In several studies, the presence and severity of psoriasis were associated with a higher prevalence and greater severity of NAFLD, and NAFLD was a strong predictor of higher Psoriasis Area and Severity Index (PASI) scores.^{25,28,29,31,33} Using Control Attenuation Parameter to assess the degree of fatty liver and body surface area severity of psoriasis, Gandha et al confirmed a positive correlation between the two disorders.³⁴ Furthermore, the progression to more severe forms of liver disease appeared to be higher in patients with psoriasis.³⁵ Roberts et al reported that 48 of 103 (47%) psoriasis patients had NAFLD and 23 of 103 (22%) had biopsy-confirmed NASH, of whom 35% had stage 2–3 fibrosis.³⁵ The prevalence of NASH was markedly higher than the 12% previously reported in patients with similar demographic characteristics but without psoriasis in the same medical center. Moreover, concomitant NAFLD in patients with psoriasis may confer a higher 10-year cardiovascular risk compared to psoriasis patients without NAFLD.³⁶

In summary, the epidemiologic association between NAFLD and psoriasis is particularly strong given the high prevalence and increased incidence observed among patients with psoriasis.
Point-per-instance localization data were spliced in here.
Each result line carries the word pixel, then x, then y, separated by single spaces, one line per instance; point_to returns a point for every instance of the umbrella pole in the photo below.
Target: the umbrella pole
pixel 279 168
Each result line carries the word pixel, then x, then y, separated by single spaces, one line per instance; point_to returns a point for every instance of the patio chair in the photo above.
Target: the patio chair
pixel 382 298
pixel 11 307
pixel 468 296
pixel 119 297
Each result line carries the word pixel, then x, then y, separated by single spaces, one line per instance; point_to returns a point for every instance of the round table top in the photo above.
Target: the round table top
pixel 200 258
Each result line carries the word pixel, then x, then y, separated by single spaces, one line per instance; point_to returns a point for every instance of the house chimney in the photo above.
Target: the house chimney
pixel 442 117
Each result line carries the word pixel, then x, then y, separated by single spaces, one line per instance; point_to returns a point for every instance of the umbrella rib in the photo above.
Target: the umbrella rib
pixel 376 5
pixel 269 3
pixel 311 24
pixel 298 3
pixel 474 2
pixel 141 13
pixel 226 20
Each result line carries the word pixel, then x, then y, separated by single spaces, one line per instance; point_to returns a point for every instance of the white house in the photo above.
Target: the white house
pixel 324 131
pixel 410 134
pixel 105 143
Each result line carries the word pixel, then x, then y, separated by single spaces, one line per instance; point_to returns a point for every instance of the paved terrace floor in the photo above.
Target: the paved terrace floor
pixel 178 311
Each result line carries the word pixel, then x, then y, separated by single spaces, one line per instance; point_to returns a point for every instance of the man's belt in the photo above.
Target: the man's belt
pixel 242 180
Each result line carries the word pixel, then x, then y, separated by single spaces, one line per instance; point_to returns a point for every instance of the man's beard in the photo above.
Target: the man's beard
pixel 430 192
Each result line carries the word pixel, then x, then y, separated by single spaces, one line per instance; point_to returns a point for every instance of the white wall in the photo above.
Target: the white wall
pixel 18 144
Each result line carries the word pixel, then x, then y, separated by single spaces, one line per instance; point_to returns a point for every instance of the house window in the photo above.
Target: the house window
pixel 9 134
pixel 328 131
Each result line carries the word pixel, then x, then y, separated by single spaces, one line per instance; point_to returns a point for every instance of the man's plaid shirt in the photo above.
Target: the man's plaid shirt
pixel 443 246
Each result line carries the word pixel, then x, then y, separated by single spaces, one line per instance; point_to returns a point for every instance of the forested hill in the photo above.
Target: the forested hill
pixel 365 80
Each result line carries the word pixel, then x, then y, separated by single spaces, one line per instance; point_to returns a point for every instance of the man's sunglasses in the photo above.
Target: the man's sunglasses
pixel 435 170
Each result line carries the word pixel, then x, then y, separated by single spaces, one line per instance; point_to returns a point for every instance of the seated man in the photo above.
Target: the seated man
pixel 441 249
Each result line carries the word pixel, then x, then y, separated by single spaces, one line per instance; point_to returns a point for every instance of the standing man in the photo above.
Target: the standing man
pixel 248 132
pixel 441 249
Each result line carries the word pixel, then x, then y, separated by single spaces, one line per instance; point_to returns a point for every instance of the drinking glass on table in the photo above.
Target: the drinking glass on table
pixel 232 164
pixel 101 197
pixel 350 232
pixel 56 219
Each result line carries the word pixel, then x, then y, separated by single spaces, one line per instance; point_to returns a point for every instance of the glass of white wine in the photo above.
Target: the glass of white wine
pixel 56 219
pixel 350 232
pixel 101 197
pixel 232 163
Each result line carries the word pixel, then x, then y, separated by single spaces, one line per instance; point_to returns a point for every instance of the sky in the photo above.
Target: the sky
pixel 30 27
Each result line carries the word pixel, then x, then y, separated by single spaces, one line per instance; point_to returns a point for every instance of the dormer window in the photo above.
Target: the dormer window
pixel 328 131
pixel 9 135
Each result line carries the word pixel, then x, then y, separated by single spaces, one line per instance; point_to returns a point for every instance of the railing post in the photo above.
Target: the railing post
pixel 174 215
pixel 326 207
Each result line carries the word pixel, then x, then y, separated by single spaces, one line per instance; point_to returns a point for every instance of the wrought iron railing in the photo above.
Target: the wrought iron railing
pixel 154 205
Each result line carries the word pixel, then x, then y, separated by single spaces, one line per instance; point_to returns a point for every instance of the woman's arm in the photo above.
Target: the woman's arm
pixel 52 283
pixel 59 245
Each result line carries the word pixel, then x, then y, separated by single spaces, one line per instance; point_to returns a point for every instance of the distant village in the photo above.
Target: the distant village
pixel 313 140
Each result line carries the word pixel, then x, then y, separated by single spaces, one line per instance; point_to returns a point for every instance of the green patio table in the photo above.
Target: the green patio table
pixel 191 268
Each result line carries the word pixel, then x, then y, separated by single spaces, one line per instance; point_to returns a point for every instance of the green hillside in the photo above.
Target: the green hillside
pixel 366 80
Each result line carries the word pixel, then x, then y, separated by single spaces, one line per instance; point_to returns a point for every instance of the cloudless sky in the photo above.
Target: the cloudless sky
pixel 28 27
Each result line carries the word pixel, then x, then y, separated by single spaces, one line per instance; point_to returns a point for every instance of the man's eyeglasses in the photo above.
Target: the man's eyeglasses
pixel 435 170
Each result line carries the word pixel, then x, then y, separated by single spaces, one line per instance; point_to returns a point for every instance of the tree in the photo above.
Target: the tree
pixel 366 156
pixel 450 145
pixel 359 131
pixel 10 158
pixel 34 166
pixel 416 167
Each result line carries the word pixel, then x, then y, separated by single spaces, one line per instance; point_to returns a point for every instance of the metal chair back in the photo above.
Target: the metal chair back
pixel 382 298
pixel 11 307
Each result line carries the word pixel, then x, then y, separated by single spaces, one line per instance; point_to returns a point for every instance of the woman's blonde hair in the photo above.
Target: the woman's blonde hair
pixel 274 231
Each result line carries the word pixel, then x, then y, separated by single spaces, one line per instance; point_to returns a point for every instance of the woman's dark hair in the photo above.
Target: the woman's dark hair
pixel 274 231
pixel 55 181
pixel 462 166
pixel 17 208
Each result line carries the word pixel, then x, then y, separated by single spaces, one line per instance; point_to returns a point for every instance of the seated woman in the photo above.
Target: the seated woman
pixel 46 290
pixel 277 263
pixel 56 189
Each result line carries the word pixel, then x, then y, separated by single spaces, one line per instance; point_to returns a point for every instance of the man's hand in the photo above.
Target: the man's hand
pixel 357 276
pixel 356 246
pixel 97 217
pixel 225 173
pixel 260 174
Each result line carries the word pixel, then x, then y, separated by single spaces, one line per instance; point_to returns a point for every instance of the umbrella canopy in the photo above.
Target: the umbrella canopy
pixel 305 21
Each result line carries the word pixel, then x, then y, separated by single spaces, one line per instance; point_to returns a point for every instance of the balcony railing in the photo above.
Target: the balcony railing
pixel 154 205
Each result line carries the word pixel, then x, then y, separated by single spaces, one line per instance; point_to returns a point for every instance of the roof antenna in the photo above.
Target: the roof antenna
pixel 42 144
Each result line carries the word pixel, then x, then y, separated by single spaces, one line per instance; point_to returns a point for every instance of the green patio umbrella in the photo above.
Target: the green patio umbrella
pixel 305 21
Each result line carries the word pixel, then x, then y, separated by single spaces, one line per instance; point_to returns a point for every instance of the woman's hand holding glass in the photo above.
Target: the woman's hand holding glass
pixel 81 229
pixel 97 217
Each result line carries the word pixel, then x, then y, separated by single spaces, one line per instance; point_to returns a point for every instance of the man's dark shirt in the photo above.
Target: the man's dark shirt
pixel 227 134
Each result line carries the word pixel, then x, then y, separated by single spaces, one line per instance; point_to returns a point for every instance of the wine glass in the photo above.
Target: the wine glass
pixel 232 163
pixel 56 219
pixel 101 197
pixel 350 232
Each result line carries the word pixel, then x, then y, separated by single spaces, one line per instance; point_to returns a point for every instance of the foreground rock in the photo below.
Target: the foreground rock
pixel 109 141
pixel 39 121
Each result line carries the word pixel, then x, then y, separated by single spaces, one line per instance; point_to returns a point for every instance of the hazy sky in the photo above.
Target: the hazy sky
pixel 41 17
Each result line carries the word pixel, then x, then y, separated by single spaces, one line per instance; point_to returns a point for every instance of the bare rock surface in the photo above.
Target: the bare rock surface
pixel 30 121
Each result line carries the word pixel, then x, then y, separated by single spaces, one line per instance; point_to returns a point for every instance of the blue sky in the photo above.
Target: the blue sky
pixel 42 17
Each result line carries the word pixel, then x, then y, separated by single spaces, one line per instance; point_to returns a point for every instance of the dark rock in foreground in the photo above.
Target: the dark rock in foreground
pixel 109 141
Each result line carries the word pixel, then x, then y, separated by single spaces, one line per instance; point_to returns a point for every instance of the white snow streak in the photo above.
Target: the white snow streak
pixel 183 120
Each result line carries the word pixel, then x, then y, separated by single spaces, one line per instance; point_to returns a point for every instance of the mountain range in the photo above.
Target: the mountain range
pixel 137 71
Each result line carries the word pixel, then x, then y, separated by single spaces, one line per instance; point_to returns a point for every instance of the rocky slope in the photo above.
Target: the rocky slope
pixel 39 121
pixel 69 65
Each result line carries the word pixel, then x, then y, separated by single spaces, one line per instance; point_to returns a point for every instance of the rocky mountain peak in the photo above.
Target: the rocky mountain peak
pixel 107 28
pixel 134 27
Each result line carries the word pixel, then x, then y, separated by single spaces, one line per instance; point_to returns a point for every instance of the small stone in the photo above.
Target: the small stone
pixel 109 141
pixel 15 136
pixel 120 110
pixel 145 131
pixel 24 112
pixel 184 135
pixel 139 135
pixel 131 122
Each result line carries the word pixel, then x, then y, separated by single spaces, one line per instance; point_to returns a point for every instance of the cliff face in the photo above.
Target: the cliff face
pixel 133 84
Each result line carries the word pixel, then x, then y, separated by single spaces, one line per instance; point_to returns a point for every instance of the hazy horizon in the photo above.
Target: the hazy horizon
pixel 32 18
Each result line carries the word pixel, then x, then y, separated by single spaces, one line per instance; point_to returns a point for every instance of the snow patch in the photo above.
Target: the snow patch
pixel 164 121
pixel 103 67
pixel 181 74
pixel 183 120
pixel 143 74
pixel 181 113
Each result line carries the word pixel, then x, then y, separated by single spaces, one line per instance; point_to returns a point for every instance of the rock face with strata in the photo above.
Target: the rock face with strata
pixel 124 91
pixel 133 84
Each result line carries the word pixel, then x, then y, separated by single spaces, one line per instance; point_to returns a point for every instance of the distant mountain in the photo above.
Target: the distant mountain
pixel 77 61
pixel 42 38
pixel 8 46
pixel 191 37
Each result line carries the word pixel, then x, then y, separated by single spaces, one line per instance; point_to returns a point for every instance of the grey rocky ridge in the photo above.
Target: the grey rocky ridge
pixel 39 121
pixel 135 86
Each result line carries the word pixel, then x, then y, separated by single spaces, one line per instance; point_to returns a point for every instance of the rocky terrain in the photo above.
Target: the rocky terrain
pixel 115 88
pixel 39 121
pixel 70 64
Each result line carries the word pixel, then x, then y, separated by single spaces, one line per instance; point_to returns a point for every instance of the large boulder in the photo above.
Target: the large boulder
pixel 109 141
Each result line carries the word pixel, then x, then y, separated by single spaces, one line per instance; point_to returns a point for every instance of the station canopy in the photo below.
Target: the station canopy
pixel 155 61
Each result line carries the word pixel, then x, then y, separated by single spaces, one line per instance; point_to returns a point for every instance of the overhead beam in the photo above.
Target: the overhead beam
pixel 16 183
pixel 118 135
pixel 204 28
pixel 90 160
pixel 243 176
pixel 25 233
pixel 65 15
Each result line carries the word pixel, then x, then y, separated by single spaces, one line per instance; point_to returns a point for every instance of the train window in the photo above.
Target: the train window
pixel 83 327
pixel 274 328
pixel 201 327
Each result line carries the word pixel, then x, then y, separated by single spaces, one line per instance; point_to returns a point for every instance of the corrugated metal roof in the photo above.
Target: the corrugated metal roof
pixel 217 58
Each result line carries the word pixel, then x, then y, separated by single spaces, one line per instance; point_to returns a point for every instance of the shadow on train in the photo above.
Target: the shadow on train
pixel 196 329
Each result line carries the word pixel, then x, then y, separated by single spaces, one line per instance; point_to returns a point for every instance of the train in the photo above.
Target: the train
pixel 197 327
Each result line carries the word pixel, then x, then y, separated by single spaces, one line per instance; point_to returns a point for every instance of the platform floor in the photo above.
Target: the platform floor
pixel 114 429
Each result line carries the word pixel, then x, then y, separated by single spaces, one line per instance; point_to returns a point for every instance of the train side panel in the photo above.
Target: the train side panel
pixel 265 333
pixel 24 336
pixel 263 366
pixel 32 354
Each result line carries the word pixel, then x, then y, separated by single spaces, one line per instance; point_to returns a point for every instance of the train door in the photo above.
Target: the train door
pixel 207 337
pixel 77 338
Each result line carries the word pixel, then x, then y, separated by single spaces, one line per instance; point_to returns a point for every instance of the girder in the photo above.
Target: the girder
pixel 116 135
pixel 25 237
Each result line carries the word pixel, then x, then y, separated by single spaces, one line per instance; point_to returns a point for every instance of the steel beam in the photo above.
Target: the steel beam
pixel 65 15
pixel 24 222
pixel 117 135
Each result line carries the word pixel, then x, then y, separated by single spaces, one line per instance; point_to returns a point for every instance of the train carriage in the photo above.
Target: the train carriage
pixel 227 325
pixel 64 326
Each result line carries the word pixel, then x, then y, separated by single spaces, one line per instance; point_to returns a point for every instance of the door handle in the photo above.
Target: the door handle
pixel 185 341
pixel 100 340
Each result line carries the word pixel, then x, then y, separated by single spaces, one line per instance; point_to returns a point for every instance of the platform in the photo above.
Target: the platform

Importantly, this association is more evident in patients with severe psoriasis compared with those with mild psoriasis and is independent of common traditional risk factors such as smoking, alcohol consumption, and the presence of metabolic syndrome and its component disorders.^5,31,32

Pathophysiological Links Between Psoriasis and NAFLD

Psoriasis and NAFLD are amongst a number of multifactorial disorders (including cardiovascular diseases and metabolic syndrome) whose pathogenesis is not fully understood, but involves complex interactions between genetic, immunological and environmental factors (Figure 2).^5,37–42

Figure 2 Common risk factors and associations between psoriasis (PsO) and non-alcoholic fatty liver disease (NAFLD). Reprinted from Prussick RB, Miele L. Non-alcoholic fatty liver disease in patients with psoriasis: a consequence of systemic inflammatory burden? Br J Dermatol. 2018;179(1):16–29. © 2018 The Authors. British Journal of Dermatology published by John Wiley & Sons Ltd on behalf of British Association of Dermatologists.⁵

The pathophysiology of psoriasis is characterized by sustained, self-amplifying inflammatory responses that lead to uncontrolled keratinocyte proliferation and dysfunctional differentiation. Disturbances in both innate and adaptive cutaneous immune responses are responsible for psoriatic inflammation.⁴³ Activation of the innate immune system driven by endogenous signals and cytokines coexists with an auto-inflammatory response in some patients and with T cell-driven auto-immune reactions in others. Thus, psoriasis exhibits traits of an auto-immune disease on an auto-inflammatory background,^44,45 with both mechanisms overlapping and possibly potentiating one another. T helper (Th)-1, Th17 and Th22 cells and some of their associated pro-inflammatory cytokines, such as interleukin (IL)-17A and IL-22 and tumor necrosis factor alpha (TNF-α) are critically involved in sustaining and maintaining psoriasis.^45–48 The IL-23/IL-17 immune axis is considered to have a pivotal role in the pathogenesis of psoriasis; in line with this, IL-17- and IL-23-antagonists are highly effective treatments for psoriasis.^49,50

The pathogenesis of NAFLD is complex and involves multiple pathways. Important pathophysiological mechanisms include genetic factors, insulin resistance and hyperinsulinemia, oxidative stress and hepatocyte lipotoxicity, hepatic inflammation, fibrosis, and gastrointestinal dysbiosis.^{21,38,51–55} The various factors are encompassed in a “multiple hit” model for NAFLD development and progression.^21,56 In the early stages of NAFLD, insulin resistance—possibly related to an increase in pro-inflammatory cytokines—plays a pivotal role by increasing the release of circulating free fatty acids, followed by abnormal accumulation of triglycerides in liver cells and hepatic steatosis. This may be followed by a phase in which simple steatosis transitions into steatohepatitis as a result of an increased inflammatory response. Additional pathways subsequently involved in NAFLD progression include mitochondrial dysfunction and liver apoptosis, increased oxidative stress, activation of the profibrogenic transforming growth factor-β (TGF-β) pathway, and hepatic stellate cell activation and injury.⁵

While the exact underlying mechanisms must still be fully clarified, both psoriasis and NAFLD are strongly associated with low-grade, chronic inflammation, peripheral insulin resistance, and increased levels of oxidative stress.^40,57 Elevated insulin resistance and increased release of inflammatory cytokines are also characteristic of the metabolic syndrome and obesity. Adipose tissue produces adipocytokines (or adipokines) such as adiponectin, leptin and resistin, as well as pro-inflammatory cytokines which play important roles in the pathogenesis of both psoriasis and NAFLD.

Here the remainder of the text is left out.